Historical Examples: Caravaggio,  Leonardo, Titian, Bruegel, Jules Bastien-Lepage, Michelangelo, Bernini, Goya, Rembrandt


Michelangelo’s “Slaves” or “Captives” series of unfinished marbles were never intended to be left unfinished. Yet there is a fascination that exists precisely because the material and process of creation is emphasised by their unfinished state. Utilising dramatic effects of the material, often at the expense of detailed or complete representation offers a wealth of creative possibilities.

3. Psychological Figure Painting (Inspired by Golucho)

Observed subjects are explored through experimentation, sometimes partially destructive, in the physical media and pictorial design, in order to generate depictions of reality containing psychological meaning that can be hard to define.

The use of mark and manipulation of material is important, with the audience experiencing something of the thought process, the energy and the choices of abstraction by which the artist has made the work.

Abstraction can also be very important here - but I am talking about a specific kind of abstraction - the “veritable abstraction”. This refers to any means of simplifying, stylising, or converting into material media the depiction of a subject such that a certain effect of the subject is heightened. For example, a good caricature can appear more like the person than a photograph of the person, even if it is highly distorted. Similarly, a drawing that retains pencil strokes can, if done well, provide a profound feeling of movement and life as well as three dimensionality.

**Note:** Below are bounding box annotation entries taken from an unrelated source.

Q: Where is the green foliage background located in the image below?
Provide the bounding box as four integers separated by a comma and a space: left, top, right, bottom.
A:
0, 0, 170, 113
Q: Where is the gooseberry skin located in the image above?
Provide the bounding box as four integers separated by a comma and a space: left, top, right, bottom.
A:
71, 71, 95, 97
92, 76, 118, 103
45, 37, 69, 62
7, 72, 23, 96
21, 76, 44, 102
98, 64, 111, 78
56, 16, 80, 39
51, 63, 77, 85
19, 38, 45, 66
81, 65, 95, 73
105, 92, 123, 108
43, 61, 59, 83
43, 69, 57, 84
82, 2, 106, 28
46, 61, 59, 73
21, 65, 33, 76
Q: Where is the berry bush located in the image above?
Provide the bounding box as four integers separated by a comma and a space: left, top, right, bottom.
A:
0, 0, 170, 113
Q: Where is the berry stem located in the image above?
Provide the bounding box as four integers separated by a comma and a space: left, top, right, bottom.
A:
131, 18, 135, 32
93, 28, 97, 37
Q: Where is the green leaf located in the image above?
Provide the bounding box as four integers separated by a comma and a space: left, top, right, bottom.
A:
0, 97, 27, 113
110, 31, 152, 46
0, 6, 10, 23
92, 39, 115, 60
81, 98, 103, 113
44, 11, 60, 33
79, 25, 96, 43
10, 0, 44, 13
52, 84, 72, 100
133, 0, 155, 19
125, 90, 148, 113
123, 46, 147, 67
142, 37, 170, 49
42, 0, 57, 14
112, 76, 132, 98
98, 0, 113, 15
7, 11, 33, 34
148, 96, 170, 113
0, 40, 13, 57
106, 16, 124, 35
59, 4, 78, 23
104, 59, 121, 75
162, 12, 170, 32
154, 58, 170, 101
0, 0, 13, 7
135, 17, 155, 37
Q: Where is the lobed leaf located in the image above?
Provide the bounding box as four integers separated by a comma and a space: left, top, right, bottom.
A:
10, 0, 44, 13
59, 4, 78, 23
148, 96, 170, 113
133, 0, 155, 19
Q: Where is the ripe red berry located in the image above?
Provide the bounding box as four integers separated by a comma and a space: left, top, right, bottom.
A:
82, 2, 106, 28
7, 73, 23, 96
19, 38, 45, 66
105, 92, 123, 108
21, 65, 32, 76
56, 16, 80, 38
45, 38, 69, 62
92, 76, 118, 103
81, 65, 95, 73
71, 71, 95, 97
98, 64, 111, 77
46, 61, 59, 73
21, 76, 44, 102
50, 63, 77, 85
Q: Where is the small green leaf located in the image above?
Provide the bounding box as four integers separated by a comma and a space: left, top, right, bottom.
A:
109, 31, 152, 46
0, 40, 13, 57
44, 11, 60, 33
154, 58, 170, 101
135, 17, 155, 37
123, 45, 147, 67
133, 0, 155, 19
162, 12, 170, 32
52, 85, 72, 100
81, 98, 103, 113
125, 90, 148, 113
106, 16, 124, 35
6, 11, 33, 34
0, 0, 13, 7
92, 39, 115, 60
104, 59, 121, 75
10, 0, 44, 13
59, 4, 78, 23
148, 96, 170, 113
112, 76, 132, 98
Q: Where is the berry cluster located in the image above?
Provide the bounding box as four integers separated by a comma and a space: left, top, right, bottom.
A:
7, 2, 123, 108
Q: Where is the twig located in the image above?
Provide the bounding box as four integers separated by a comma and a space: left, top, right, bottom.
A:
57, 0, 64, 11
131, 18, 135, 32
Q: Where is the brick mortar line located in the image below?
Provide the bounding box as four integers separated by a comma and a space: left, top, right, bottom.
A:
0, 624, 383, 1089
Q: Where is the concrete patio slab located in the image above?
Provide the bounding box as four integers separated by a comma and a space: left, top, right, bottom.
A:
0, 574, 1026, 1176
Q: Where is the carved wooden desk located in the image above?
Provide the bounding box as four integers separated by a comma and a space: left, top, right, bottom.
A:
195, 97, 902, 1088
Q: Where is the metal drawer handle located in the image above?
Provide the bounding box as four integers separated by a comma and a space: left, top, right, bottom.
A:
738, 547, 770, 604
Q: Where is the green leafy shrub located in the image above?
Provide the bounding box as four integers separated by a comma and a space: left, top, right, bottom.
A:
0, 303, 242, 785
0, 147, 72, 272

Historical Examples:  Rembrandt and Vermeer portraits, Michelangelo’s captives, Turner, Kollwitz, forms of Expressionism and Romanticism

Joos van Craesbeeck in his painting “The Temptation of St Anthony” creates a light and a space that feels plausible. But the contents of the space, onto which the light naturally falls, are definitely not naturalistic. Like Hieronymus Bosch before him, he arranges characters and objects that both anchor the picture to the familiar world of his contemporary audience, while inviting them to contemplate a psychological dreamscape. rich with strange and hidden meanings, and a a sense of the strangeness of conscious experience.

4. Imaginative Realist Painting (Inspired by Xu Mangyao)

Realistically rendered objects are arranged in a fantastical or surreal way, raising questions or communicating meaning through unexpected relationships or implied narrative.

Historical Examples: Max Klinger, Dali, some of Goya’s etchings, Hieronymus Bosch, Joos van Craesbeeck 


Which approach, or expressive emphasis appeals most to you?